Ringfort (Rath), Sonnagh, Co. Mayo
Co. Mayo |
Ringforts
Only half a ringfort survives at Sonnagh, and that half-ness is precisely what makes it worth attention.
What was once a complete circular rath, the type of embanked enclosure built in early medieval Ireland as a farmstead or defensible homestead, now presents itself as a D-shape in the pasture on top of a ridge in County Mayo. The straight eastern edge is not an original feature; it is an absence, the line where the other half used to be.

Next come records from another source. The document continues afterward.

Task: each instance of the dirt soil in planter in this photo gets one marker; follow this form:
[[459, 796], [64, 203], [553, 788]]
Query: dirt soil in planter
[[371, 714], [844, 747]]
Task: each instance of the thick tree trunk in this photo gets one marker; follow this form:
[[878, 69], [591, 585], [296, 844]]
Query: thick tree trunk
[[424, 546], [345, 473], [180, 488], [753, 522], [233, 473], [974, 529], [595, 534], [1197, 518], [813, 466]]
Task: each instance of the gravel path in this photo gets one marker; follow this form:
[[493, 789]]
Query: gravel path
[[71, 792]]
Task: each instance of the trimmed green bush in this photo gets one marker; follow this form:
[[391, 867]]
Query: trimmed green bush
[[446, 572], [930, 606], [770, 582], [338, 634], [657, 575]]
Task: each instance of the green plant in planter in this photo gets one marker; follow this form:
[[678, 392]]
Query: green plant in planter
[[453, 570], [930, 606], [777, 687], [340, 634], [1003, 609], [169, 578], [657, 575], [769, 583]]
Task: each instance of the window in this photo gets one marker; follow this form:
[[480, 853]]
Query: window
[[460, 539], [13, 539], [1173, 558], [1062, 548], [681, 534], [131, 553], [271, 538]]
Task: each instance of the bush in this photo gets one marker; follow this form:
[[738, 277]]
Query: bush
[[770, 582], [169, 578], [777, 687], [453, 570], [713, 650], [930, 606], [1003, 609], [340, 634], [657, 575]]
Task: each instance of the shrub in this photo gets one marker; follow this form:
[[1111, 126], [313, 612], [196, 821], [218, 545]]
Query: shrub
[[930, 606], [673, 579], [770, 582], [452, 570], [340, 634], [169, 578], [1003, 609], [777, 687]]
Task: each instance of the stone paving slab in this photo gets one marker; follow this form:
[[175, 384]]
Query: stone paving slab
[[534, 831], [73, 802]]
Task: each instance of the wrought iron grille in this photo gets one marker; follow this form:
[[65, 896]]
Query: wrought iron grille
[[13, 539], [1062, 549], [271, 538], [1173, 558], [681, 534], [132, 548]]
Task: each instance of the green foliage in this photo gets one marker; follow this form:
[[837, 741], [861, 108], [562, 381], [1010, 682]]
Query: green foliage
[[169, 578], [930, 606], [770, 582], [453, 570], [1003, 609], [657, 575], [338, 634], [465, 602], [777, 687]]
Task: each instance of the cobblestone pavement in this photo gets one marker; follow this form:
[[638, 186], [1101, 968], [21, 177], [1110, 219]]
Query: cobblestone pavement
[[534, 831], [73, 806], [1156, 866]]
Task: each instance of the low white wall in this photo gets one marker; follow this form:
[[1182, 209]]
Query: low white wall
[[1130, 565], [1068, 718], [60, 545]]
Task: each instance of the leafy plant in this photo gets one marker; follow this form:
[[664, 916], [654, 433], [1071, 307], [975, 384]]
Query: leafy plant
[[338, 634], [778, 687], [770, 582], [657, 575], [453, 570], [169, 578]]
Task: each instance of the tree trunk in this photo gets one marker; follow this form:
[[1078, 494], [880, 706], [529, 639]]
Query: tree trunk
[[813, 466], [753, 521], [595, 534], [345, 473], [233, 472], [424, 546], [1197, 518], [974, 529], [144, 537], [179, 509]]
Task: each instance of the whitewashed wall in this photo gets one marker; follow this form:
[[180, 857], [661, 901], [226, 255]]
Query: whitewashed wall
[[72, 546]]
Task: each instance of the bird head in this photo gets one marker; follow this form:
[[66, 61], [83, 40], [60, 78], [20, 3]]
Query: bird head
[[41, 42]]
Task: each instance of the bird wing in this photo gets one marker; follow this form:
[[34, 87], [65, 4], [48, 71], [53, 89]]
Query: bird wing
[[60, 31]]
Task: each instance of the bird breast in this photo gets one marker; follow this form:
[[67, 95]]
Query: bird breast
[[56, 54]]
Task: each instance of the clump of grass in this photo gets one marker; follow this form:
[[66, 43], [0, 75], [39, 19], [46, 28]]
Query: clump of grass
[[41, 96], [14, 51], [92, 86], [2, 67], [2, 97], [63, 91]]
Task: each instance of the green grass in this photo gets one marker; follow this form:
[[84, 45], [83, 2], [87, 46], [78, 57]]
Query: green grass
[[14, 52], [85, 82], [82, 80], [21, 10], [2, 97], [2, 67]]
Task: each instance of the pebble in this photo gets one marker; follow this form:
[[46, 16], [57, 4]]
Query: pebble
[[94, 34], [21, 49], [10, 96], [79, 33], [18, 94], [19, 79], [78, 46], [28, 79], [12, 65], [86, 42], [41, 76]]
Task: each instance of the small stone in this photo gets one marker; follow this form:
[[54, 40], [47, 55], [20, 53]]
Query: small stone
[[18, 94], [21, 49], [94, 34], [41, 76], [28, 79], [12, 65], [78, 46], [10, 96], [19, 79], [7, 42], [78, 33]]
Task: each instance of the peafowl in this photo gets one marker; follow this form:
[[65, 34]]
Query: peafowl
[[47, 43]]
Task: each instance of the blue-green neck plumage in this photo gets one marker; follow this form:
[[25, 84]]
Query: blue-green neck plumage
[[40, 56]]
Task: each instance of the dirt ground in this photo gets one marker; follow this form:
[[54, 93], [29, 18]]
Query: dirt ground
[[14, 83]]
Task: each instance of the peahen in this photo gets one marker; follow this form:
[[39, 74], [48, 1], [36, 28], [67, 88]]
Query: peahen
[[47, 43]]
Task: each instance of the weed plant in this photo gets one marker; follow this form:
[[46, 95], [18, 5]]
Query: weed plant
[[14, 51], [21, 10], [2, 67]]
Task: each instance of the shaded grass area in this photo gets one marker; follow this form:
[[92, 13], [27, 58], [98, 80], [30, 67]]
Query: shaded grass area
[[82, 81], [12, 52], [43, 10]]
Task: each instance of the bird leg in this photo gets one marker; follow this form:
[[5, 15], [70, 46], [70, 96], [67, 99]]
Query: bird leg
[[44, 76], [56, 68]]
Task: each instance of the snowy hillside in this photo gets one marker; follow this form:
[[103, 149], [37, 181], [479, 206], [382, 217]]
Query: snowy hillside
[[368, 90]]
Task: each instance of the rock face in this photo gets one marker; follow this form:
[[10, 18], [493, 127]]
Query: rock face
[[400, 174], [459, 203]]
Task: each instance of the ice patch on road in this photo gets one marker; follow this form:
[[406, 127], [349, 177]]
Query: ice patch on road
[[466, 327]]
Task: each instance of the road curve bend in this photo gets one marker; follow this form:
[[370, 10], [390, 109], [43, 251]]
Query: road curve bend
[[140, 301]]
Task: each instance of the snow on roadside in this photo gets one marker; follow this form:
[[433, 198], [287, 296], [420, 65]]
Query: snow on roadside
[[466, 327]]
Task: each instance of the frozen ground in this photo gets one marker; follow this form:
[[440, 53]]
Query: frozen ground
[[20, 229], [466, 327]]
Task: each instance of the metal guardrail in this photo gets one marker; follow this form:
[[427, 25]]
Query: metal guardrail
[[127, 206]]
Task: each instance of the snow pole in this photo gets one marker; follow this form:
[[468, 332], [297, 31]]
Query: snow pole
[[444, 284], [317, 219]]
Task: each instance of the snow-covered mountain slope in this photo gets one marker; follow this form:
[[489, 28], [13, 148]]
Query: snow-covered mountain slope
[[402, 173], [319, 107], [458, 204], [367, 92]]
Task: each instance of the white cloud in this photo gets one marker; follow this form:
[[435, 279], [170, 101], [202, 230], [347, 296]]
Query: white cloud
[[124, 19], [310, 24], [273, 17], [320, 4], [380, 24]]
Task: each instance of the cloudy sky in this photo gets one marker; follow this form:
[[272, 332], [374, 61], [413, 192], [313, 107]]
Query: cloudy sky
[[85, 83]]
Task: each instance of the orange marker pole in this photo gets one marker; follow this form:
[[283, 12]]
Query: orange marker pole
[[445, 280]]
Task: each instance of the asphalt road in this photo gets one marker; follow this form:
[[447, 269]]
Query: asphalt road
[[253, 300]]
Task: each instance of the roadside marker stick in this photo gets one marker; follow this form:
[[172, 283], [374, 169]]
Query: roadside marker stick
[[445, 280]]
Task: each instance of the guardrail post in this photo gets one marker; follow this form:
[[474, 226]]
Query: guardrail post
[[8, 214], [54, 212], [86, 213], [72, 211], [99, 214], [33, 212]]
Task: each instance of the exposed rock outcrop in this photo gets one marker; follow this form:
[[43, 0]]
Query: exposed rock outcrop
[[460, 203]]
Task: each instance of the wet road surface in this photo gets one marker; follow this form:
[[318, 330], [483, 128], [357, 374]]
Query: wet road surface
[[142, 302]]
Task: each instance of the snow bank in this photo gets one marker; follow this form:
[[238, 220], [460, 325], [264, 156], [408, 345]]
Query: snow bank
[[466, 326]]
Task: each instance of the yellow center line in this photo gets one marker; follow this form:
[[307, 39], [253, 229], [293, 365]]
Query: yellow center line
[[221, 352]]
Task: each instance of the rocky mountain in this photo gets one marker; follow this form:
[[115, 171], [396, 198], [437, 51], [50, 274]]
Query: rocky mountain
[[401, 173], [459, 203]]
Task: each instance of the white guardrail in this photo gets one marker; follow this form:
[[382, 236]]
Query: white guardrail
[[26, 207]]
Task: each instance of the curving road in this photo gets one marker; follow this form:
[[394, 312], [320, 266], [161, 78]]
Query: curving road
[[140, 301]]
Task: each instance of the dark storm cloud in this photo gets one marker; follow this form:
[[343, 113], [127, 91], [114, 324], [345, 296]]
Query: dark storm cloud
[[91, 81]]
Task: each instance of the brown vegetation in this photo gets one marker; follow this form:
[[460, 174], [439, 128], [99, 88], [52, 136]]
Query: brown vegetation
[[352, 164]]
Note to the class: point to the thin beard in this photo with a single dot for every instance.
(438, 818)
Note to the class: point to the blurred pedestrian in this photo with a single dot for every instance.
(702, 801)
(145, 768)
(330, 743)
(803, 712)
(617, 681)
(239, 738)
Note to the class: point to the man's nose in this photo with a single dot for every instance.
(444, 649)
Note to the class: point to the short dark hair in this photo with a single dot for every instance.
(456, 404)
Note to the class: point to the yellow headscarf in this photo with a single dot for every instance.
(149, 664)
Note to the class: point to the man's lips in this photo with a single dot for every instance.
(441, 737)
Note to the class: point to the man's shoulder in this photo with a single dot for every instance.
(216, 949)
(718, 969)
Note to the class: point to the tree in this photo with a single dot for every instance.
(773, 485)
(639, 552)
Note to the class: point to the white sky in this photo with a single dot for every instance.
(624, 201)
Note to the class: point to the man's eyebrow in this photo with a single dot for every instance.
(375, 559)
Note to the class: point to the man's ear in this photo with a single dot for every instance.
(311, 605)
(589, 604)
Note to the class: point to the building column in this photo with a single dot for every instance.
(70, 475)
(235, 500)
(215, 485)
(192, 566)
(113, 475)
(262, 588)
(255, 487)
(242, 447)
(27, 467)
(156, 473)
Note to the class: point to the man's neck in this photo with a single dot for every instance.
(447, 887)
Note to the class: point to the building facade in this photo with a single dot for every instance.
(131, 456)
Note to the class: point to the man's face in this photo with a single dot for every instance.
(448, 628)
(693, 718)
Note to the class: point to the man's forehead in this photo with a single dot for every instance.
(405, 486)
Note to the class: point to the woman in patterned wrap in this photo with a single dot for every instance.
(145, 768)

The Ordnance Survey's six-inch map of 1837 already shows the monument in its truncated form, meaning the eastern portion had been removed before that survey was made. The ground to the east of a field fence that now marks the boundary is noticeably sunken, suggesting the earthworks there were quarried away rather than simply levelled. What remains on the western side is a raised D-shaped platform measuring roughly 39 metres north to south, defined along its curving edge by an earthen bank nearly four metres wide and standing about 1.4 metres above the external ground surface. Beyond the bank runs a shallow fosse, the ditch that would originally have encircled the entire structure. The bank itself is now ringed with hawthorn, and livestock grazing in the field has caused some erosion along its flanks. Perhaps the most quietly affecting detail is a piece of local tradition: the rath is said to contain a children's burial ground within its bounds. Such sites, known in Irish as cillíní, were used from the post-medieval period onwards to inter unbaptised infants and others excluded from consecrated ground, and their presence within or beside older earthworks is not unusual across the west of Ireland. The association here gives the remaining half of the monument a layered significance that outlasted whatever brought the other half down.